GM JV battery firm rejects including Ohio workers under national agreement
© Reuters. FILE PHOTO: The new GM logo is seen on the facade of the General Motors headquarters in Detroit, Michigan, U.S., March 16, 2021. REUTERS/Rebecca Cook/File Photo

By David Shepardson

(Reuters) – A General Motors (NYSE:) LG Energy Solution battery joint venture on Wednesday said it does not see any path for workers at its Ohio plant to be covered under a national labor agreement, rejecting a push by Democratic U.S. senators.

Ultium Cells LLC said on Wednesday it “does not see a viable legal or practical path to place Ultium Cells-Ohio into the General Motors National Agreement.” The United Auto Workers (UAW) union declined immediate comment.
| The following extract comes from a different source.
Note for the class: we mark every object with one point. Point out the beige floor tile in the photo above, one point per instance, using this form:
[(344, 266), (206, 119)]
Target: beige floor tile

Last week, a group of 28 senators including Senate Majority Leader Chuck Schumer urged GM, Chrysler-parent Stellantis and Ford Motor (NYSE:) to recognize joint venture battery workers under national labor agreements before the current contracts expire on Sept. 14.

If battery workers were covered under the national agreement, they would likely be eligible for better pay and benefits.

Senators and the union have heavily criticized Ultium for paying low wages at the Ohio plant and noted some make just half as much as workers did at a nearby shuttered GM assembly plant.

The senators including Ohio Democrat Sherrod Brown wrote last week it is a “national disgrace that the starting wage at any current American joint venture electric vehicle battery facility is $16 an hour,” arguing it represents “poverty-level wages” amid “extreme financial gains for the companies, executives, and investors.”

Ultium said on Wednesday it “has provided a proposal for a fully comprehensive collective bargaining agreement, including substantial wages and benefits.”

In December, workers at the Ultium Cells Ohio plant overwhelmingly voted to join the UAW.

Ultium said “during our 6-month collective bargaining process, the UAW has not provided any wage proposals or counter proposals.”

Stellantis North American Chief Operating Officer Mark Stewart told employees this week in a letter seen by Reuters the transition to electric vehicles “will require us to work collaboratively to find ways to offset the 40% increase in the cost of battery-powered vehicles.”

UAW President Shawn Fain said Tuesday the union was seeking double-digit pay rises, a shorter work week, defined-benefit pensions and other contract improvements.

Fain singled out GM CEO Mary Barra, who received $29 million in compensation in 2022, and said it would take an entry level worker at Ultium Ohio 16 years to earn as much as she made in a week.